Other cities don’t have it like this.
Going out like this is a privilege.

Reading it at the time the poem felt prophetic and there is a feeling of tension and foreboding which is subtly built up by phrases like ‘his eyes vacant’, ‘merriment/like a slap’. The poem which follows, “The Virus at My Window”, continues this undercurrent of threat as everyone pauses at ‘the mewling of an ambulance’ and breathes again when it goes past. People wear masks, walk slowly though winter smog.

“The Pitch Invasion” packs a real punch by conveying the horror of the rising death toll through reference to the local and the familiar

If thirty more people were to die from this
the deaths could fill the Vitality Stadium,
the home of Bournemouth FC

We meet again government cover-ups and lies, the sad, desolate Skype funerals and then, in a particular favourite, “Candles”, the poet attempts to light a candle for each one of the dead but soon runs out of candles

So now I’ll light candles for England
which is more than the government will do.

There is something very powerful about the start of the pandemic here being foreseen and then observed by the poet living abroad; and references to ‘convenient truths’ which can kill, for instance, have an ominous ring to them. The poems become angrier and more political but always in a controlled way. I really admire the poet’s apparent restraint which makes his frustration at the government’s incompetence come across loud and clear. In “Get Well, Soon, Prime Minister” for example, the device of repeating Johnson’s title in mock deference emphasises the irony of tone and also is darkly humorous.

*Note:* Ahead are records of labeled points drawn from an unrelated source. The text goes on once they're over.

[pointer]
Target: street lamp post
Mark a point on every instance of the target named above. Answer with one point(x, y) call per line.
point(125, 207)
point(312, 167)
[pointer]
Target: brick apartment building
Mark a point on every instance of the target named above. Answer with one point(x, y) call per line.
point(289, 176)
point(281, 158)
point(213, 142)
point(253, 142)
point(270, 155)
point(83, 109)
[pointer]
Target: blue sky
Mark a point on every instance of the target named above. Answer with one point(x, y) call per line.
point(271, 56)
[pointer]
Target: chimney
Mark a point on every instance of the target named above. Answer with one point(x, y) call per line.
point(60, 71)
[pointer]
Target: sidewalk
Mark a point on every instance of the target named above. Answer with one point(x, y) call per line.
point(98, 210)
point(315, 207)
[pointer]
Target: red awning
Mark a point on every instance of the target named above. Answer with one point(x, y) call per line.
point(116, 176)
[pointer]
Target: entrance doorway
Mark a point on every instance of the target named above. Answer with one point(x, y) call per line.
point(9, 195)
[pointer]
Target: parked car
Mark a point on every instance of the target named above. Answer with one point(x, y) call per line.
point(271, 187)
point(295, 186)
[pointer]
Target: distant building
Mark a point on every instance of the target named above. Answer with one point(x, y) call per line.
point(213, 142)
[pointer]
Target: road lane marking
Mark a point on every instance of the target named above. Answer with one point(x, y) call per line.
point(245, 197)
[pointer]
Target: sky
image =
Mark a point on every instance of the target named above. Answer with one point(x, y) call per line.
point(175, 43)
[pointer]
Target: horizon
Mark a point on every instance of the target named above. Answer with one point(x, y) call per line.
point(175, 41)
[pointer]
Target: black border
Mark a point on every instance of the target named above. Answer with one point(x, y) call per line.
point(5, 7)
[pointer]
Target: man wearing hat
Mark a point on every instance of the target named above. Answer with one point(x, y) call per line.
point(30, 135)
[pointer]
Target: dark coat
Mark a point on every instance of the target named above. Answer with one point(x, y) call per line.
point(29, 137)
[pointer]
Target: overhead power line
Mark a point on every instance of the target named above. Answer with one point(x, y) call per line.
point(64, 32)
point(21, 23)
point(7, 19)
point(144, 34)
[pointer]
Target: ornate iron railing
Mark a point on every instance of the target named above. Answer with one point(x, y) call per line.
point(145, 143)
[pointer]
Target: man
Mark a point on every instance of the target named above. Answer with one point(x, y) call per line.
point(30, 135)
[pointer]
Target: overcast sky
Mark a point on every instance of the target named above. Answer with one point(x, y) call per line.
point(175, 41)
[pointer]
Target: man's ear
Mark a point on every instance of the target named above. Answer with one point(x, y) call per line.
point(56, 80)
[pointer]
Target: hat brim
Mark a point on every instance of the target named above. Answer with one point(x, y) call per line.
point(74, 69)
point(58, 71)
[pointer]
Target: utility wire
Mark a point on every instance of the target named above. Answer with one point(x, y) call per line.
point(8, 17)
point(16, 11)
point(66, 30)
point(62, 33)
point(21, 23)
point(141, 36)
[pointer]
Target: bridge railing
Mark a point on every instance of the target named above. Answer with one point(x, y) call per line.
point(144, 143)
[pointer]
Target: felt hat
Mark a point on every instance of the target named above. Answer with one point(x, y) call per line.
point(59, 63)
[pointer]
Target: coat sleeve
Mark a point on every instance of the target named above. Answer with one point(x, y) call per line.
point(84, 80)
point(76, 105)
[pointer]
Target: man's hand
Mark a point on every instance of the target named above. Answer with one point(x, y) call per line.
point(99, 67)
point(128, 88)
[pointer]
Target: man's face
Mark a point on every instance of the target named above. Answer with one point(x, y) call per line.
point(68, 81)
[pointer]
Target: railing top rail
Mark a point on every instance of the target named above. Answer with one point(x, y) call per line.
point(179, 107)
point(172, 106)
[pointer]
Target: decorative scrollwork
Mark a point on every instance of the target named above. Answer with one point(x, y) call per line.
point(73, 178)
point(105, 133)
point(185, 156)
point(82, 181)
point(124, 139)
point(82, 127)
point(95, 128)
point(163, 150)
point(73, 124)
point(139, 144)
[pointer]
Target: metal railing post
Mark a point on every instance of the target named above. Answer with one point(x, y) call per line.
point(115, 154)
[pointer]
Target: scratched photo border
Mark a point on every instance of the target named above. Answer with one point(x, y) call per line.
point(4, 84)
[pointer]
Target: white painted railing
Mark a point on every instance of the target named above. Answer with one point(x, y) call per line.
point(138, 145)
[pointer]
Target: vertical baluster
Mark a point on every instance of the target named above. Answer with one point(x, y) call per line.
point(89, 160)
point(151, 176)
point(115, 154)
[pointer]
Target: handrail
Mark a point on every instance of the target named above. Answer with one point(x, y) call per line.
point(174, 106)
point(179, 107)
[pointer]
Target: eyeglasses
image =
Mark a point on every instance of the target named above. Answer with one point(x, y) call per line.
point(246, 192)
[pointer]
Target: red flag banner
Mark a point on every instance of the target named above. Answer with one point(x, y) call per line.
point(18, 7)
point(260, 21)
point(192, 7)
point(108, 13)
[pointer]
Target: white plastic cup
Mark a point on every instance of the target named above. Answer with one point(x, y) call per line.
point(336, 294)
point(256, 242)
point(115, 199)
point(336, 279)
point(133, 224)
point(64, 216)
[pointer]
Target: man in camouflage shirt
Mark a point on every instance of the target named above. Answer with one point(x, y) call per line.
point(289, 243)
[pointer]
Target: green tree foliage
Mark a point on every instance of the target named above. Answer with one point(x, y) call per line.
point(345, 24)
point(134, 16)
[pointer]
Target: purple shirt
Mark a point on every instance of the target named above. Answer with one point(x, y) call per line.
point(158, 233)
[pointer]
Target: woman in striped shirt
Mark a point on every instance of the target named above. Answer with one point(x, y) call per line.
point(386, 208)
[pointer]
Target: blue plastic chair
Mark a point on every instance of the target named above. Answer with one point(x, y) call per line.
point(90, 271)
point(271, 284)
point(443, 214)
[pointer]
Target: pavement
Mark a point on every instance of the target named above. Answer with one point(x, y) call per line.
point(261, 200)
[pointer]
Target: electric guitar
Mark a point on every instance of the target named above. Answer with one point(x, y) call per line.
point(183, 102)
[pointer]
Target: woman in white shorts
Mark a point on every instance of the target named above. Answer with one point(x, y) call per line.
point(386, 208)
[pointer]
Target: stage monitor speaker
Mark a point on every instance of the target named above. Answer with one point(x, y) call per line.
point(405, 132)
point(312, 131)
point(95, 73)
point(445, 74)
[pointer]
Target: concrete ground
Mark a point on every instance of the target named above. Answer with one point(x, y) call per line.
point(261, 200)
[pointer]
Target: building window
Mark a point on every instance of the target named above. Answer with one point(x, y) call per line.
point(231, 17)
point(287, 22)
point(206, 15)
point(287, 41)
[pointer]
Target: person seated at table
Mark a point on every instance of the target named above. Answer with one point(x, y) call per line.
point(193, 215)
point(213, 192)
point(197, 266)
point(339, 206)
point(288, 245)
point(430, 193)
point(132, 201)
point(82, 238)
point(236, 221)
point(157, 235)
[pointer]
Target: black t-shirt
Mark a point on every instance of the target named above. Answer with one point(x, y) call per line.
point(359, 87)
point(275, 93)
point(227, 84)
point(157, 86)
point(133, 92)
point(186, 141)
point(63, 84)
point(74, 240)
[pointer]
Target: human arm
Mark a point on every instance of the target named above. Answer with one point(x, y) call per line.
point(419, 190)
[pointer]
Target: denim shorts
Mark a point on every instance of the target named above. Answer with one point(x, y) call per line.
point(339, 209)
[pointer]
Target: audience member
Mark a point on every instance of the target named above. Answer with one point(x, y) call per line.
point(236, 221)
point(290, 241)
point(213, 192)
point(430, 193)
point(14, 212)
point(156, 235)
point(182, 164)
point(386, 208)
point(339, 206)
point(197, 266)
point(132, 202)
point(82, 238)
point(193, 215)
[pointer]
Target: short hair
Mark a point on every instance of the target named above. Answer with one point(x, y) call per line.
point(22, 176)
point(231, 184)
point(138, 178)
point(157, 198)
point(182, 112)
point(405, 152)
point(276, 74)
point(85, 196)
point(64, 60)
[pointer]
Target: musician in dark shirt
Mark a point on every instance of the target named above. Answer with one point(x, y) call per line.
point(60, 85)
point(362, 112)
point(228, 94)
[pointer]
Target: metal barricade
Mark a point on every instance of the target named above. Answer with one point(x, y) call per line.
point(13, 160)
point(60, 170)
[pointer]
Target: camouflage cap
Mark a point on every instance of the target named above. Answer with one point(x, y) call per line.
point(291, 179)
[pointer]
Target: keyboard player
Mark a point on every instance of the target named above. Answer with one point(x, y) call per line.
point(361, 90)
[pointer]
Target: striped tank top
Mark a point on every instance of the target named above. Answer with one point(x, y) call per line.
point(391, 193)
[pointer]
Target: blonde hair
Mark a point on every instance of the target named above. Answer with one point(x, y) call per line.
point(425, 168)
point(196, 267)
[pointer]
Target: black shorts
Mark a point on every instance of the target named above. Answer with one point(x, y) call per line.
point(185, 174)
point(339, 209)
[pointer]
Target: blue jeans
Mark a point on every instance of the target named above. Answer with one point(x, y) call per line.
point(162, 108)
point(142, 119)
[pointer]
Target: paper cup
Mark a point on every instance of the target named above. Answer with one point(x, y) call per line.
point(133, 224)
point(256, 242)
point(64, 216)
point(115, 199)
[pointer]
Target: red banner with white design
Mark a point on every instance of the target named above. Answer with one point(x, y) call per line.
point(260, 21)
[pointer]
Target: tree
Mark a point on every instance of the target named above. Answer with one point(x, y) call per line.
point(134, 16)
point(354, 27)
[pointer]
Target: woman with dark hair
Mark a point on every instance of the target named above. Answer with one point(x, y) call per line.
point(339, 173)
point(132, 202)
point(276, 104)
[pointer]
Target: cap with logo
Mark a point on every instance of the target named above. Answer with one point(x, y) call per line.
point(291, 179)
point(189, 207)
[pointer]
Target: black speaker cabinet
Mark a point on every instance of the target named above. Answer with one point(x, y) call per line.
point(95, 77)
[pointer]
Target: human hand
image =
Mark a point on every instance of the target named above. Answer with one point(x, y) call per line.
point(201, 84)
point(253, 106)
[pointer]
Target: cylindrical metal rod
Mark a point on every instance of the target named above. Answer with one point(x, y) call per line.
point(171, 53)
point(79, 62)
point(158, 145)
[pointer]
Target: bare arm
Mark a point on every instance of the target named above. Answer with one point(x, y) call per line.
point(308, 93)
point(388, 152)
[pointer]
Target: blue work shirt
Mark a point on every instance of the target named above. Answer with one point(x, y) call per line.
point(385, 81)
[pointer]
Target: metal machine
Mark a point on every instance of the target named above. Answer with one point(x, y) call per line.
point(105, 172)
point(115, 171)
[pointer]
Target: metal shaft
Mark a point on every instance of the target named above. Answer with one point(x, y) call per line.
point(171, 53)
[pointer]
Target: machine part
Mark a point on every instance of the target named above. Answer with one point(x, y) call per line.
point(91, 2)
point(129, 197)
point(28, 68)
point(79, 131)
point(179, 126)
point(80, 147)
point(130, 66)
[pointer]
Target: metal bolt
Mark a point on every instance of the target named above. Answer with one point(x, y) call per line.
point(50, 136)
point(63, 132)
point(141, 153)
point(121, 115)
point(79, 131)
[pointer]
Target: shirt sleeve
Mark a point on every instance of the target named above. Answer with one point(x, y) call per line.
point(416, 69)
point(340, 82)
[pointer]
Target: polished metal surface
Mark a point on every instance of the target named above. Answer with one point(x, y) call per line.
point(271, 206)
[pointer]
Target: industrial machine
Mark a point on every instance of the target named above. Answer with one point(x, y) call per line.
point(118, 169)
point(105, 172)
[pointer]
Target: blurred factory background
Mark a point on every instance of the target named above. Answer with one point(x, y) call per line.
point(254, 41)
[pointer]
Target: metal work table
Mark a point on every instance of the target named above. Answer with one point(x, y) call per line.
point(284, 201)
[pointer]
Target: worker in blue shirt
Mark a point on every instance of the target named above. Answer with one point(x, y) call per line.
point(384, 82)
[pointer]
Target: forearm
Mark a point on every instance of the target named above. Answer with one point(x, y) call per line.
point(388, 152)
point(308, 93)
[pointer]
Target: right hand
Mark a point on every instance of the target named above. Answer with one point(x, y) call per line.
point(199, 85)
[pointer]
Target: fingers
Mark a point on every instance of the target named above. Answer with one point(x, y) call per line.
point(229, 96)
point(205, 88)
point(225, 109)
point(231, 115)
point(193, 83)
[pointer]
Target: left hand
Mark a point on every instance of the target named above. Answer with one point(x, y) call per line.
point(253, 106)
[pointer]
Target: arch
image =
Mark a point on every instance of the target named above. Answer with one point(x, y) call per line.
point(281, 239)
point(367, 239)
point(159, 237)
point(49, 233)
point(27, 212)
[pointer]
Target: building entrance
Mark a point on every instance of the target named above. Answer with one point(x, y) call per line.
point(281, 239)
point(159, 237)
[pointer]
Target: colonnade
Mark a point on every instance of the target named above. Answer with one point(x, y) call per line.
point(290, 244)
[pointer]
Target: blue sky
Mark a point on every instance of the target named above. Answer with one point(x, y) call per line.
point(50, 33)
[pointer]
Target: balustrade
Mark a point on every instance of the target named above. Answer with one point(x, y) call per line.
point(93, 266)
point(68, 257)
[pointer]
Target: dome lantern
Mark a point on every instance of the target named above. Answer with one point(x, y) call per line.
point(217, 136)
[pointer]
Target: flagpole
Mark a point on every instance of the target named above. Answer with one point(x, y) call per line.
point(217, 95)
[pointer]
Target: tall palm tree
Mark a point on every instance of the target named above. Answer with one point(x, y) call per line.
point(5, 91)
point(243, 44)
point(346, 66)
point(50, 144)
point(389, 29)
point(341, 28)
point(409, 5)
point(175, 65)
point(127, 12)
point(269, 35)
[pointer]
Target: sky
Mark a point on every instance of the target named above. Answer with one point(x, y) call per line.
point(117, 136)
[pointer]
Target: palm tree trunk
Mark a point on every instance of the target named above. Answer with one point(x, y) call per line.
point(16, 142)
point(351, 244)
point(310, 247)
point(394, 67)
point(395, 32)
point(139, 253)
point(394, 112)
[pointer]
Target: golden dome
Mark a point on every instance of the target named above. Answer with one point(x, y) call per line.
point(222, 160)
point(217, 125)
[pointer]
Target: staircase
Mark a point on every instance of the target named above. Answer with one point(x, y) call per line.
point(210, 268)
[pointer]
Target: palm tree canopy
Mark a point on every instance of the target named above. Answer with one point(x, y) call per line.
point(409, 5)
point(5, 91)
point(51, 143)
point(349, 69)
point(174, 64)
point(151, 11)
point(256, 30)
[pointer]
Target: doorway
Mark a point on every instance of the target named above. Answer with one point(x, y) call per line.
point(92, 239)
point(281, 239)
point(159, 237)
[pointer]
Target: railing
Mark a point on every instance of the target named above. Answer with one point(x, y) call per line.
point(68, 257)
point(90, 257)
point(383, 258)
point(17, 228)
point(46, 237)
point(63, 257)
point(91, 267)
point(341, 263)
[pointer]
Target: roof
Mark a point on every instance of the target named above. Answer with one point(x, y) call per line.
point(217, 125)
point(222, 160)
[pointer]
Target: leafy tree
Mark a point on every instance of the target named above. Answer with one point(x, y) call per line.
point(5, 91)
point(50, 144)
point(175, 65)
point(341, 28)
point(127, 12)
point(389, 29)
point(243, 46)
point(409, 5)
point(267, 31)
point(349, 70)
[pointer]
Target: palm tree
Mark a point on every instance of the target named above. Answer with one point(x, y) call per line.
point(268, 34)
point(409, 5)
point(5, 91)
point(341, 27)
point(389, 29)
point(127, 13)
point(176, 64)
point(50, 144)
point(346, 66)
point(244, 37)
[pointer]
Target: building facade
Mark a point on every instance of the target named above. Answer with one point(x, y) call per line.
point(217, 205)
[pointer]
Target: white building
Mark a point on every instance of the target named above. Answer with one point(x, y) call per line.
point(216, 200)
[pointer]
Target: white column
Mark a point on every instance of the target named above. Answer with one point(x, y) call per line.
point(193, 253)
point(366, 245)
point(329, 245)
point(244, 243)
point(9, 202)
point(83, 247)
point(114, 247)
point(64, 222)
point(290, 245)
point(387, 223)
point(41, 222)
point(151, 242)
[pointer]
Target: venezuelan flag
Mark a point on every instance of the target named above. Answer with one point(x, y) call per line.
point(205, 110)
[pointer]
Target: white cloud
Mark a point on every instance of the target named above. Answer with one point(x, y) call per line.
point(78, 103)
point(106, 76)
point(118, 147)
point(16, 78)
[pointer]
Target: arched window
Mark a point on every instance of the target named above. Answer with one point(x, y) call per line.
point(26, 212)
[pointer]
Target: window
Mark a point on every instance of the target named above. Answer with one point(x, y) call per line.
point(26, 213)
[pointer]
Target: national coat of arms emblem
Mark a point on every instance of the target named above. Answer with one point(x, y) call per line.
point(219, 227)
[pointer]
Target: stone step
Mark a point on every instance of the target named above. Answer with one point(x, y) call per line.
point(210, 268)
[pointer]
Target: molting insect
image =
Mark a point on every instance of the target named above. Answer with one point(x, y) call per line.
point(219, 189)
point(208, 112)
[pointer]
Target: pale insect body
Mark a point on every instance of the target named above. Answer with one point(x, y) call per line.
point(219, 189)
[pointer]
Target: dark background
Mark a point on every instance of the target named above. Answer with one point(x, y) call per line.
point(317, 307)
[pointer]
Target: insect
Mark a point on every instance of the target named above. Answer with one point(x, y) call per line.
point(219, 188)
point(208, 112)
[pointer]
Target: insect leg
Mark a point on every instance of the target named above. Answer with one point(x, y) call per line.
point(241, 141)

I’d hate, Prime Minister, for the health service
you’ve aimed to destroy, Prime Minister,
to fail you, Prime Minister. I’d hate for the irony
of your body to carted away on some sloganned bus

So, here is a poet who can make us laugh as well as think; and the pamphlet is all the stronger for its black humour. However, I also need to mention the lyrical beauty of some of the poems, “Nocturne” being a particularly fine example.

There are roadworks on the street of violins
which is another way of saying there is sorrow
in October, the clouds floating above the city
like grieving voices, the leaves slowly dying in the trees

Above all, though, these are among the very few poems about the pandemic which will stand the test of time, which bear witness in both a political and a personal way to the tragic events which have touched all of us in some way. Buy it, read it, keep it. It’s a triumph.